Data Editor Platform
The Data Editor Platform facilitates the integration, enhancement and continuous updating of mapping data. AI agents augmented by a small number of highly skilled human data editors focusing on coding map features and updating our data layers.
We will dive deeper into our Data Ecosystem and how we leverage Krutrim’s AI advanced capabilities in Part 2 & 3 of this blog series.
Ola Maps Places Platform
The Ola Maps Places Platform is a sophisticated system designed to handle a wide array of location-based services. The platform integrates various data sources, processes this data through advanced models, and ensures users receive accurate, relevant, and personalized location information, enhancing their overall navigation and search experiences.
Data Ingestion and Anonymization
The process starts with data ingestion from various Data Pipelines. This raw data is funneled into the Places Ingestion component, where it undergoes initial processing. To protect user privacy, the data is anonymized, ensuring that no personally identifiable information is retained.

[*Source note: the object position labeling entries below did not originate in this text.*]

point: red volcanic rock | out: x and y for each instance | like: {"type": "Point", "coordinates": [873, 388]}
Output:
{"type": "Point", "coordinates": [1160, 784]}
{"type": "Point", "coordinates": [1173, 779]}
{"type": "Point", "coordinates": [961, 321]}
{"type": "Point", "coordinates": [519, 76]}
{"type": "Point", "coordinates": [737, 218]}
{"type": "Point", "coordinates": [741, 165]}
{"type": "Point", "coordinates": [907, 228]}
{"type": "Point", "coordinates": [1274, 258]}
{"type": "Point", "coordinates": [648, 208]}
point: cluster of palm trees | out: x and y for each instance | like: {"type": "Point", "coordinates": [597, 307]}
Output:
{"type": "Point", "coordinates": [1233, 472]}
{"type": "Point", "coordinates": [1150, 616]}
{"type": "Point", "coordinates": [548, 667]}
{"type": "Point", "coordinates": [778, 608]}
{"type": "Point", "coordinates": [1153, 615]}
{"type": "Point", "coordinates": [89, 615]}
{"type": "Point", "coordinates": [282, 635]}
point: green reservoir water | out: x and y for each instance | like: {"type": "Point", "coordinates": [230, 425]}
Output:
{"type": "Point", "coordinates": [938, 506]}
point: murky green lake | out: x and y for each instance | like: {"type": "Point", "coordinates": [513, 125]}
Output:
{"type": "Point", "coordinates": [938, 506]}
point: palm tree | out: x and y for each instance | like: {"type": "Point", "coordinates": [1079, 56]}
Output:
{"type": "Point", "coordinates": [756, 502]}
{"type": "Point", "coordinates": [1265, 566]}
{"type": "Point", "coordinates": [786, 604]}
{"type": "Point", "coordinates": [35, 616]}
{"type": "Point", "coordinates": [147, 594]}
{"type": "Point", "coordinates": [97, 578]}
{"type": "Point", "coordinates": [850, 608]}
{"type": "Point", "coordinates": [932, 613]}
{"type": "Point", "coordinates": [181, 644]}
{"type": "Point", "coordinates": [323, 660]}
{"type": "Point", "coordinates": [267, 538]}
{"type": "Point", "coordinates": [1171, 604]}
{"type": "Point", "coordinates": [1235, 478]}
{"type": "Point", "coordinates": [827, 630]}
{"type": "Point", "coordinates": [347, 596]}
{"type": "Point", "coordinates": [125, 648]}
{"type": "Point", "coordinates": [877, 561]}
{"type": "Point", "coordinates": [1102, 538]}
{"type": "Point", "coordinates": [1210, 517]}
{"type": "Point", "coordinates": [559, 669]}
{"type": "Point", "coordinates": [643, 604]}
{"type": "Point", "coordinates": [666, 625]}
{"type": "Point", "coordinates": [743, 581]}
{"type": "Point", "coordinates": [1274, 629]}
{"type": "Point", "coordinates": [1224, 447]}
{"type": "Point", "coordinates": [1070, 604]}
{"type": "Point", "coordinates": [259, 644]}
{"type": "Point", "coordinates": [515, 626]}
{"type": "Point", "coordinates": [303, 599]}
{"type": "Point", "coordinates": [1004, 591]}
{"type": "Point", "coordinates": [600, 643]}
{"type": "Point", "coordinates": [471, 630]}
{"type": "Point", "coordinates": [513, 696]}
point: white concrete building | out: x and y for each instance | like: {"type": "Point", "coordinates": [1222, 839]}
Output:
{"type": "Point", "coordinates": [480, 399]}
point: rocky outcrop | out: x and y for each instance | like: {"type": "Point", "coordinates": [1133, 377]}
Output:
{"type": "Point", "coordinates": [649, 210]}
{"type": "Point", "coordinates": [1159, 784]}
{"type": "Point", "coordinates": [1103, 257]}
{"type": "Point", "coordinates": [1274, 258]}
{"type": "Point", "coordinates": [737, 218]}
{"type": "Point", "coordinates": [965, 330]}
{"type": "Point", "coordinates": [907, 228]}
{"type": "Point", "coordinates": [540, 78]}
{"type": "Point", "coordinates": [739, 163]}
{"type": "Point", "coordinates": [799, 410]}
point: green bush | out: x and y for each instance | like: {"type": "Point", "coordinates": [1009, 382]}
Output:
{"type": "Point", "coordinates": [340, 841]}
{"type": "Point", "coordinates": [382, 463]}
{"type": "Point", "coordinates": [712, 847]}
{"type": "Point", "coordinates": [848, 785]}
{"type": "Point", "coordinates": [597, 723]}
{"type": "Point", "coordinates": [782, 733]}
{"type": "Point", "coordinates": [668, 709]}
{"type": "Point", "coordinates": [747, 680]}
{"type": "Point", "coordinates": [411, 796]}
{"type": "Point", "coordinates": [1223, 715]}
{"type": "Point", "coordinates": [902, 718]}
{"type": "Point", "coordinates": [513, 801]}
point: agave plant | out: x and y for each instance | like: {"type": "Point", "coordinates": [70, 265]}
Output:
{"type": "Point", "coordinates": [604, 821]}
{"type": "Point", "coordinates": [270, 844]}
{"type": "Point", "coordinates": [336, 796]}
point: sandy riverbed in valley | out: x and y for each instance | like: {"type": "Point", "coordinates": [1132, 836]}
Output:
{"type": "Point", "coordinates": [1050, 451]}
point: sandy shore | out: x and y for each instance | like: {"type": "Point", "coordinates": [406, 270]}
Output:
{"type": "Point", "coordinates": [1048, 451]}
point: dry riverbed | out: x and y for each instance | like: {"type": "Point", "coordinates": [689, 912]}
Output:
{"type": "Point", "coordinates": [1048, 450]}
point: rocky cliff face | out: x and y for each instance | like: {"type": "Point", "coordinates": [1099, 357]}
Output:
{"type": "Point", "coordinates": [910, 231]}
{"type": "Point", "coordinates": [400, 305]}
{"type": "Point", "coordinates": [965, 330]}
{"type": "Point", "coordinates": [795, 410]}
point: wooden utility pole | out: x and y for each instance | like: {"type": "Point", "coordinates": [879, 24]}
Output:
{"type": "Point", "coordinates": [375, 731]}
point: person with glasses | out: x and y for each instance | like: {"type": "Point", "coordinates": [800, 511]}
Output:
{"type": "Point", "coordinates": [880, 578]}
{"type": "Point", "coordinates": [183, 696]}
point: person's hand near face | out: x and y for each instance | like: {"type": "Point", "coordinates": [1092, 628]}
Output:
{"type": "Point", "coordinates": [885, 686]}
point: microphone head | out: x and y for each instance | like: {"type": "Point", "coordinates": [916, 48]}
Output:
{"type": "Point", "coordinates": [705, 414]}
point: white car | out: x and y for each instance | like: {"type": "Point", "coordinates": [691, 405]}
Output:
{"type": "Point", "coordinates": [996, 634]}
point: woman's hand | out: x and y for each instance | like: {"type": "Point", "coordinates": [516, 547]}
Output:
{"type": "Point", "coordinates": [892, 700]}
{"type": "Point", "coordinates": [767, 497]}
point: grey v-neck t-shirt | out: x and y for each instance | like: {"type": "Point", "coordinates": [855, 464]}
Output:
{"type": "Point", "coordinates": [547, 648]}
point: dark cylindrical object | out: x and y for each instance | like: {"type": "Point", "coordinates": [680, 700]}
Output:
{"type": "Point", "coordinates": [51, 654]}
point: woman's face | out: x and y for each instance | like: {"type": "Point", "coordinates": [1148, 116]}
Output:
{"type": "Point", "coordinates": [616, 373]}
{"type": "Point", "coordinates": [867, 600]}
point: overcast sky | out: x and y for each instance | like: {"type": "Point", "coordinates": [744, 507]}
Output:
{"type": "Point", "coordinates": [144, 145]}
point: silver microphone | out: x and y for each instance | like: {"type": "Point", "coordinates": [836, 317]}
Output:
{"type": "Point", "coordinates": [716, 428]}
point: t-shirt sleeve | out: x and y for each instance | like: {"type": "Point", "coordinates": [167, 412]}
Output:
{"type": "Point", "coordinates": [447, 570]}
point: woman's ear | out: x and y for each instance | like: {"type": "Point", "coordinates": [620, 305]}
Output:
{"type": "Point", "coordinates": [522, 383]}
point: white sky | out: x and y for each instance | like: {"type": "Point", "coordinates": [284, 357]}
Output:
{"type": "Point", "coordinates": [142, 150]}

Indexing and Model Training
After anonymization, the data is fed into the Indexing Refresh Pipeline and processed to create Similarity Vectors. These vectors are essential for determining the relationships between different data points, improving the accuracy and relevance of search results. Simultaneously, the data is used for Model Training to develop advanced AI models focused on Relevancy and User Context. These models are crucial for enhancing the platform's ability to deliver precise and contextually appropriate search results.
Geo Sharded Services
The core of the platform is the Geo Sharded Services, which includes Places Services (manages detailed location information and Points of Interest), Indexing Services (utilizes Inverted Indexing and Vector Store to organize and store data efficiently, allowing for quick search and retrieval) and Localities Services (handles data related to specific localities, stored in the Polygon Store, which helps in defining and managing geographic boundaries).
User Context Ingestion
User interactions and contextual data are continuously ingested to refine the services further. This User Context Ingestion ensures that the platform can adapt to user behavior and preferences, delivering more personalized and relevant results.
User Service
User preferences are stored in the Preference Store, ensuring that the platform can deliver personalized experiences. Relevant content for users is managed and stored in the Content Store.
Autocomplete: The Autocomplete API dynamically enhances search functionality within various applications by identifying entities in user queries and suggesting relevant completions in real-time, significantly improving the user experience
Forward Geocoding: Geocoding API is a service that translates human-readable place names and addresses seamlessly into geographic coordinates, such as latitude and longitude.
Reverse Geocoding: Reverse Geocoding API is a robust tool crafted to effortlessly translate geographic coordinates into human-readable place names, spanning from precise street addresses to broader geographical areas
Nearby Search: Nearby Search API is a service that lets users find locations within a specified area.
Open Source usage in Places Platform
AI enablement of Places Platform
The Places platform leverages a host of custom-built advanced AI models to improve user experience.
POI Popularity and Classification
This model ranks and classifies Points of Interest (POIs) based on various factors like user interactions, frequency of visits, and user feedback. The classification helps in providing more relevant search results and recommendations to users.
Search Relevancy Ranking
This model ensures that the most relevant POIs appear at the top of the search results by using state of the art mBERT (multilingual encoder) based Named Entity Recognition (NER), Learning to Rank (LTR) models and natural language processing (NLP) techniques. The model takes into account factors like query context, user preferences, and historical search data to rank the results effectively.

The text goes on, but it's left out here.